Scientific classification
- Kingdom: Animalia
- Phylum: Chordata
- Class: Actinopterygii
- Division: Teleostei
- Order: Perciformes
- Suborder: Cottoidei
- Family: Hemitripteridae
- Genus: Blepsias
- Species: B. bilobus
- Binomial name: Blepsias bilobus Cuvier, 1829
- Synonyms: Histiocottus bilobus (Cuvier, 1829);

= Blepsias bilobus =

- Authority: Cuvier, 1829
- Conservation status: LC
- Synonyms: Histiocottus bilobus (Cuvier, 1829)

Species of fish

Blepsias bilobus, the crested sculpin, is a species of sculpin belonging to the subfamily Hemitripterinae of the family Agonidae. This species is found in the North Pacific Ocean.

==Taxonomy==
Blepsias bilobus was first formally described in 1829 by the French zoologist Georges Cuvier with the type locality given as Kamchatka. This sculpin is classified in the subfamily Hemitripterinae of the family Agonidae. The specific name bilobus means "two lobed", an allusion to the deeply incised dorsal fin giving the impression of two lobes, Cuvier mistakenly thought that Blepsias cirrhosus had three lobes and gave it the name Blepsias trilobus.

==Description==
Blepsias bilobus has a deep, compressed body which is covered in papillae which enclose a small spine that is embedded in a bony plate in the skin. There are cirrhi on the chin. The first dorsal fin is smoothly rounded and is not notched. The second dorsal fin and the anal fin are large and are located opposite each other. There are 8 or 9 spines in the dorsal fin and 21 or 22 soft rays while the anal fin has 18 to 20 soft rays. The pectoral fin contains between 15 and 17 rays and the small pelvic fin has 3 soft rays. The caudal fin is rounded. The color is brown to olive-green on the upper body with indistinct blotches on the back, paler ventrally. The fins have dusky blotches except for the dark barred pectoral fin. The maximum published standard length is 25 cm.
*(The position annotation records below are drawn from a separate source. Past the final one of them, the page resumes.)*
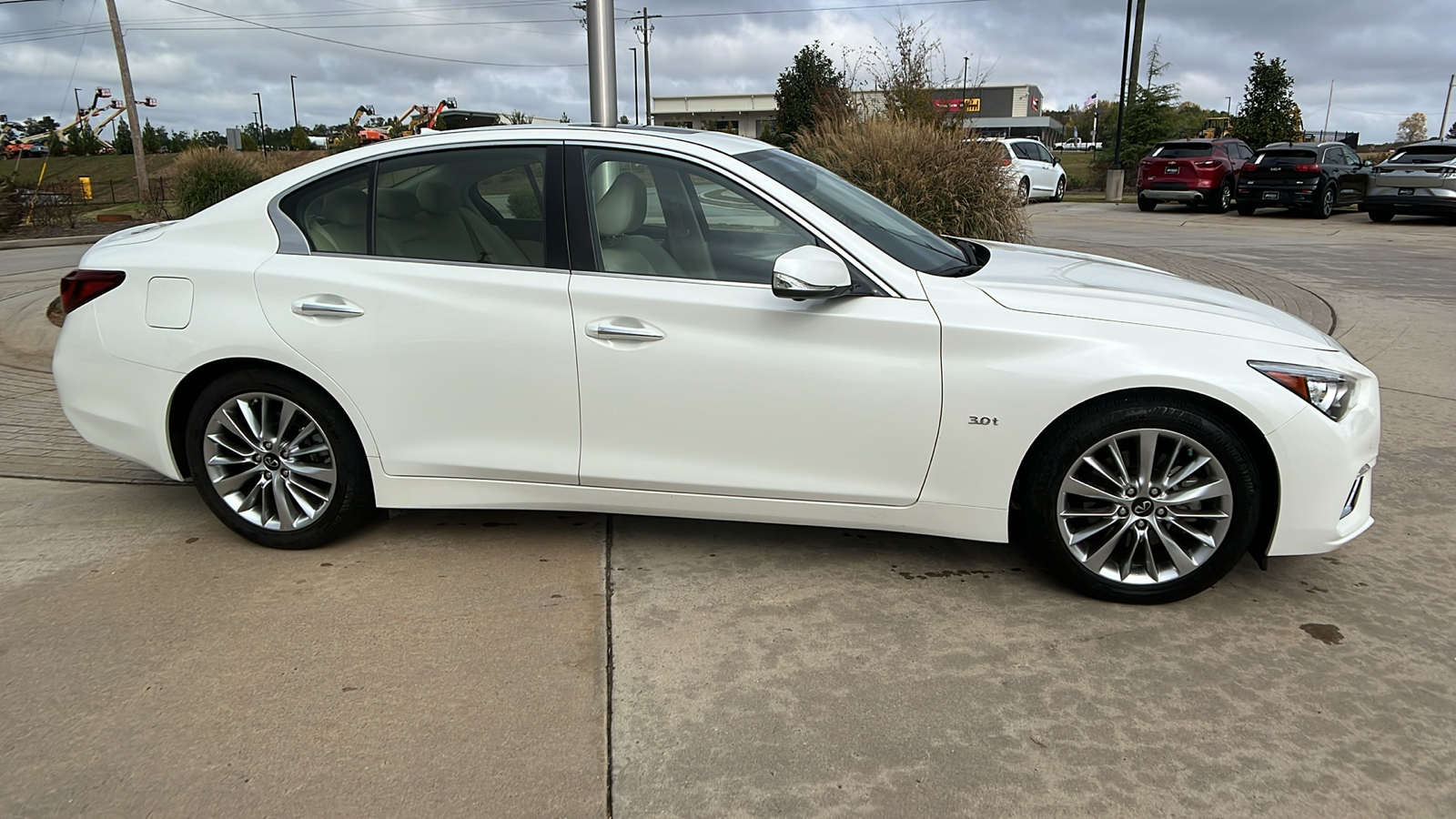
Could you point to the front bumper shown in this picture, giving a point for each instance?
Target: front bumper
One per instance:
(1321, 462)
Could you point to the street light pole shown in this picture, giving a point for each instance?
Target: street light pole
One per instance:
(637, 120)
(262, 128)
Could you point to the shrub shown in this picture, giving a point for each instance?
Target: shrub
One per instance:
(203, 178)
(928, 172)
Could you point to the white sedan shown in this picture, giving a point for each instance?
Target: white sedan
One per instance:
(692, 324)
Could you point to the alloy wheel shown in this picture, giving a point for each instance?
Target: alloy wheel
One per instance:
(1145, 506)
(269, 460)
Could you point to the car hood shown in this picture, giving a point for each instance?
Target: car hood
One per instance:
(1063, 283)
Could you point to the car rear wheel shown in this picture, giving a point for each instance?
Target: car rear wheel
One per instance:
(277, 460)
(1225, 200)
(1325, 203)
(1140, 501)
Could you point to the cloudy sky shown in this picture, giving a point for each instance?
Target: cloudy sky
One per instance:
(204, 58)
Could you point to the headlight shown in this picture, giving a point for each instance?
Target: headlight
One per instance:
(1329, 390)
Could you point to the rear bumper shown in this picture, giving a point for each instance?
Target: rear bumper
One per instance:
(1414, 205)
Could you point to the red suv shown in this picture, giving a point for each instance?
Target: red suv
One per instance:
(1194, 172)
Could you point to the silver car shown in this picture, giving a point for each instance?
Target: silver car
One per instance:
(1419, 179)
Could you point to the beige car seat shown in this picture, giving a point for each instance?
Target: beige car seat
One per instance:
(619, 213)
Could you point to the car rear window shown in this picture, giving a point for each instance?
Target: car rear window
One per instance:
(1271, 157)
(1183, 150)
(1426, 155)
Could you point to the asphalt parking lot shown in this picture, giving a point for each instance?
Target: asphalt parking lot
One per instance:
(572, 665)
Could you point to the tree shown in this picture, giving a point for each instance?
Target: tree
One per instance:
(1269, 114)
(903, 73)
(1411, 128)
(121, 137)
(808, 91)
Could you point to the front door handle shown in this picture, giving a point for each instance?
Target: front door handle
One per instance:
(609, 329)
(327, 307)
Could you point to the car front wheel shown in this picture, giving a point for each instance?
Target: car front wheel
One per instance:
(277, 460)
(1142, 501)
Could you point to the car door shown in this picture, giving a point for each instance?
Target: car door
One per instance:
(451, 337)
(695, 378)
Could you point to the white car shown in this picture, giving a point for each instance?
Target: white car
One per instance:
(1034, 172)
(691, 324)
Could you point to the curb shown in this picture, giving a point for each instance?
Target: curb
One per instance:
(50, 242)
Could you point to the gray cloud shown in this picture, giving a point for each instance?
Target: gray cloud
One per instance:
(1385, 63)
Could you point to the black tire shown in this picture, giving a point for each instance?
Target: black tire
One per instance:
(1324, 203)
(1178, 426)
(267, 479)
(1225, 200)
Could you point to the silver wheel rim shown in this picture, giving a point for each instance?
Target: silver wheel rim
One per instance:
(1145, 506)
(268, 460)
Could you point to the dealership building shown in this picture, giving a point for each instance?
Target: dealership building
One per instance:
(996, 111)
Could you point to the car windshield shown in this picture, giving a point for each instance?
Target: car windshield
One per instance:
(878, 223)
(1183, 150)
(1426, 155)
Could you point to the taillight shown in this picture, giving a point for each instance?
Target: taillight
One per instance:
(80, 286)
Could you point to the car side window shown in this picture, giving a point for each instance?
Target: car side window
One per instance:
(334, 212)
(480, 205)
(662, 216)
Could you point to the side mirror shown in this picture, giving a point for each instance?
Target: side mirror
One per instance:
(810, 273)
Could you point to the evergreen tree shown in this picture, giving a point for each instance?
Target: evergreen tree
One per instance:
(1269, 114)
(808, 89)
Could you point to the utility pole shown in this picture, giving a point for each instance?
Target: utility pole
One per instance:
(637, 120)
(1448, 109)
(1138, 48)
(1114, 175)
(1327, 109)
(262, 130)
(602, 63)
(645, 29)
(143, 186)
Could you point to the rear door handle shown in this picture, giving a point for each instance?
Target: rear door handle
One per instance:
(608, 329)
(327, 307)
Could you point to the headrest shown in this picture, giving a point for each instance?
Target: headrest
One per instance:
(439, 197)
(623, 207)
(347, 207)
(397, 205)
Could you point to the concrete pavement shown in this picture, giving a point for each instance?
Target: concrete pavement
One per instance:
(759, 669)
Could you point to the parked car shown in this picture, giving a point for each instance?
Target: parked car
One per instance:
(693, 324)
(1191, 172)
(1036, 174)
(1314, 178)
(1419, 179)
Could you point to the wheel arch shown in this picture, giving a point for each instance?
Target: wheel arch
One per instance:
(193, 385)
(1249, 431)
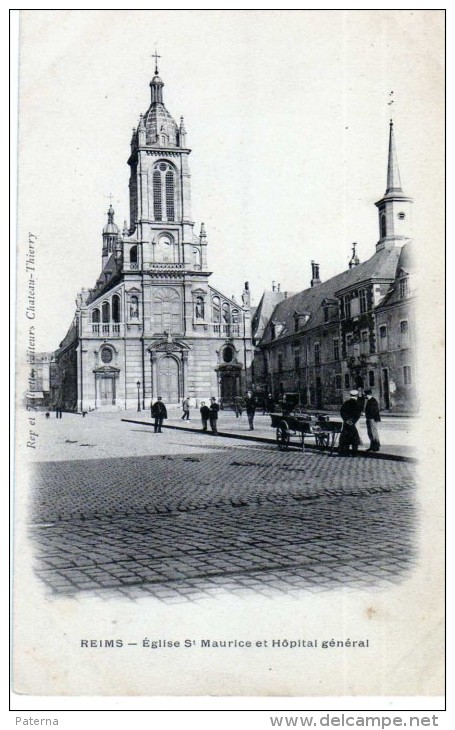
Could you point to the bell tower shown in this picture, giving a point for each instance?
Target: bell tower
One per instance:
(160, 195)
(394, 208)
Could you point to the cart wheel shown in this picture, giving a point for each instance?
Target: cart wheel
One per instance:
(282, 436)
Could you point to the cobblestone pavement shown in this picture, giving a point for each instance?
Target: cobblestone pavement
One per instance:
(196, 516)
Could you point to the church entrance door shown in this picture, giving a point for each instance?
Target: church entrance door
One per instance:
(107, 394)
(168, 380)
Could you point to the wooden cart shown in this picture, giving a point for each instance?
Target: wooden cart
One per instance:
(293, 429)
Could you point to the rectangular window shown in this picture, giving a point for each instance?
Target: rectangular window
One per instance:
(404, 288)
(404, 333)
(355, 307)
(383, 340)
(296, 359)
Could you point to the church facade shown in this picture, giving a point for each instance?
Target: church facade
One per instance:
(153, 325)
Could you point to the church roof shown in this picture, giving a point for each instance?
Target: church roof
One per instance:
(381, 266)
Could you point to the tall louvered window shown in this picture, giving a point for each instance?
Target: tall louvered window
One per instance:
(157, 202)
(170, 214)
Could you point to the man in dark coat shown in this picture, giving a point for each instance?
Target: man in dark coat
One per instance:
(372, 417)
(350, 413)
(250, 407)
(214, 408)
(205, 415)
(159, 413)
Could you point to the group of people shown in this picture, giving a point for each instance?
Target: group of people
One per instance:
(209, 413)
(350, 412)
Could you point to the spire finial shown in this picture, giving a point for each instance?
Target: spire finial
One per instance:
(389, 103)
(393, 172)
(156, 56)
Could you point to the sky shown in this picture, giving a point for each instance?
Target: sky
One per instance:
(287, 116)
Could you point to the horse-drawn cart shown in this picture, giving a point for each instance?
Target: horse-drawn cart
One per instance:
(299, 427)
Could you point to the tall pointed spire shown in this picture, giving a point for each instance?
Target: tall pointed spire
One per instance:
(394, 208)
(393, 172)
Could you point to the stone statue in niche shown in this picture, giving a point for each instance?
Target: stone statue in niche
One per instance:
(134, 308)
(246, 295)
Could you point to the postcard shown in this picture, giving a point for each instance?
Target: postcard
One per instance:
(229, 413)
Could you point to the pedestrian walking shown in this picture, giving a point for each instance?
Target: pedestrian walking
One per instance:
(205, 415)
(214, 409)
(350, 413)
(372, 417)
(159, 413)
(250, 407)
(186, 409)
(238, 406)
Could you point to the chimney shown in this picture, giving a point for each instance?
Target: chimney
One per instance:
(354, 258)
(314, 274)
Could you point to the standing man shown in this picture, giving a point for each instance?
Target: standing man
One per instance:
(159, 413)
(250, 407)
(350, 412)
(372, 417)
(186, 409)
(205, 415)
(214, 408)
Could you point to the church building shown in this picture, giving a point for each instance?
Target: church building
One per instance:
(153, 325)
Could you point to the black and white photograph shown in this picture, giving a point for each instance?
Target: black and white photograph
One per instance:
(230, 346)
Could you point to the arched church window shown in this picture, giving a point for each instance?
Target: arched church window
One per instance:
(106, 312)
(170, 195)
(157, 196)
(106, 355)
(165, 249)
(134, 307)
(116, 308)
(228, 354)
(216, 310)
(199, 307)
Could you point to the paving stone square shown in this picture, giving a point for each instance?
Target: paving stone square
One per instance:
(187, 516)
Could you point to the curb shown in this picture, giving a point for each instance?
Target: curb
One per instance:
(264, 440)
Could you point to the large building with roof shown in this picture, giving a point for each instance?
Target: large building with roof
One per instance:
(153, 325)
(356, 329)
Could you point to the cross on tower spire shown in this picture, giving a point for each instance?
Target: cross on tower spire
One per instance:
(389, 103)
(156, 56)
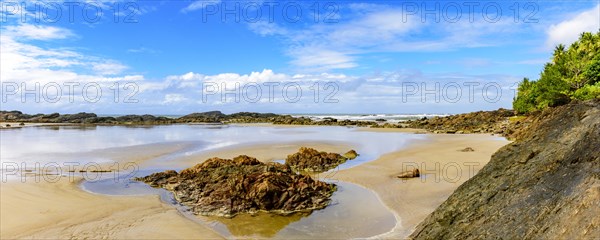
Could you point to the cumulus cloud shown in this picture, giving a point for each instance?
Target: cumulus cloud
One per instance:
(37, 32)
(568, 31)
(200, 4)
(374, 28)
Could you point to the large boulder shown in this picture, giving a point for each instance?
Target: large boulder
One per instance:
(226, 187)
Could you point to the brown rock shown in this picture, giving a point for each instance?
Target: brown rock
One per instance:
(410, 174)
(226, 187)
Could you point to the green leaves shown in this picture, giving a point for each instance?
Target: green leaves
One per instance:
(574, 73)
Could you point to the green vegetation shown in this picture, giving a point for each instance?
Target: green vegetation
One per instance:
(574, 73)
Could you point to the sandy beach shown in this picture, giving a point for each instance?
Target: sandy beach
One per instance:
(443, 167)
(64, 210)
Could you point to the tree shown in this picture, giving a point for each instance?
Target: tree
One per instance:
(573, 73)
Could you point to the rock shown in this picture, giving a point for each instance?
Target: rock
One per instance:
(545, 185)
(350, 155)
(226, 187)
(467, 149)
(497, 121)
(410, 174)
(311, 160)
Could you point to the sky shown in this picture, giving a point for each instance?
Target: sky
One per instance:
(178, 57)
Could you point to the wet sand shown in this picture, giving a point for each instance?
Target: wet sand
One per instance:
(443, 168)
(63, 210)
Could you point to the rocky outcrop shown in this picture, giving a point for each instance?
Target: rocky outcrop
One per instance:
(350, 155)
(476, 122)
(546, 185)
(226, 187)
(203, 117)
(410, 174)
(311, 160)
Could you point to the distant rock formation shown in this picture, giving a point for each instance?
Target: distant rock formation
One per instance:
(226, 187)
(476, 122)
(546, 185)
(204, 117)
(311, 160)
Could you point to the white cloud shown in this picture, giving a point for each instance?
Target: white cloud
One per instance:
(37, 32)
(174, 98)
(109, 68)
(568, 31)
(376, 28)
(142, 50)
(200, 4)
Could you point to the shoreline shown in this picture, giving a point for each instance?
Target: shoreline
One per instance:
(367, 175)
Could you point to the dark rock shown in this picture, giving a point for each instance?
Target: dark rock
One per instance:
(546, 185)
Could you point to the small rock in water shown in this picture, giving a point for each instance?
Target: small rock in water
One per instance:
(410, 174)
(467, 149)
(351, 154)
(312, 160)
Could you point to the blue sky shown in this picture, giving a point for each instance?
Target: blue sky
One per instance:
(176, 57)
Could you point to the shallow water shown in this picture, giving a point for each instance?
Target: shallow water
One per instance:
(355, 211)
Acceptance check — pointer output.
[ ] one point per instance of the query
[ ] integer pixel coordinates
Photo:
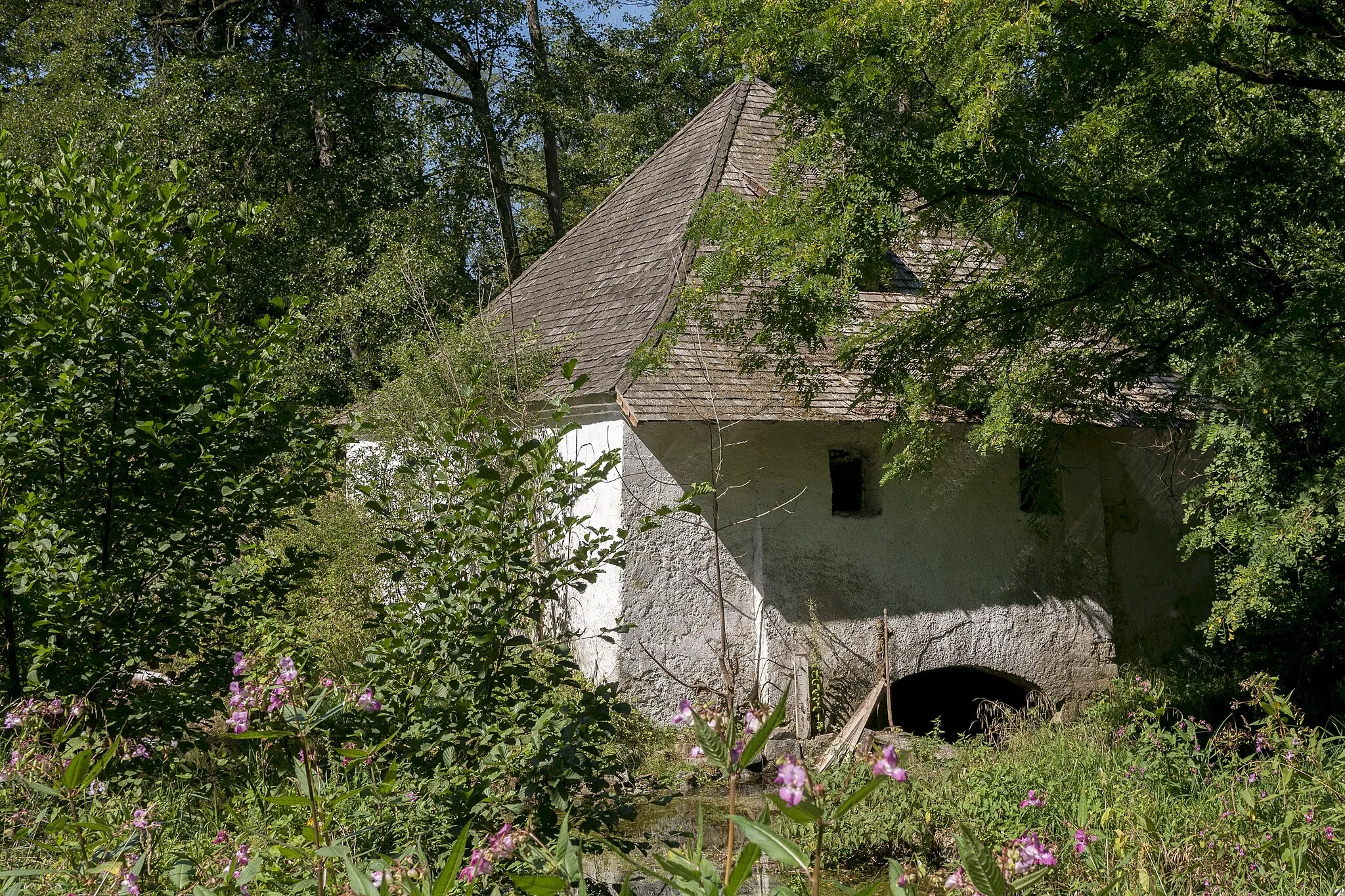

==Distribution and habitat==
Blepsias bilobus is found in the North Pacific Ocean where it distributed from the northern Sea of Japan north to the Bering Sea and along the western coast of North America to northern British Columbia. This is a nearshore, demersal fish found at depths between 0 and 250 m, although it is frequently found clear of the substrate.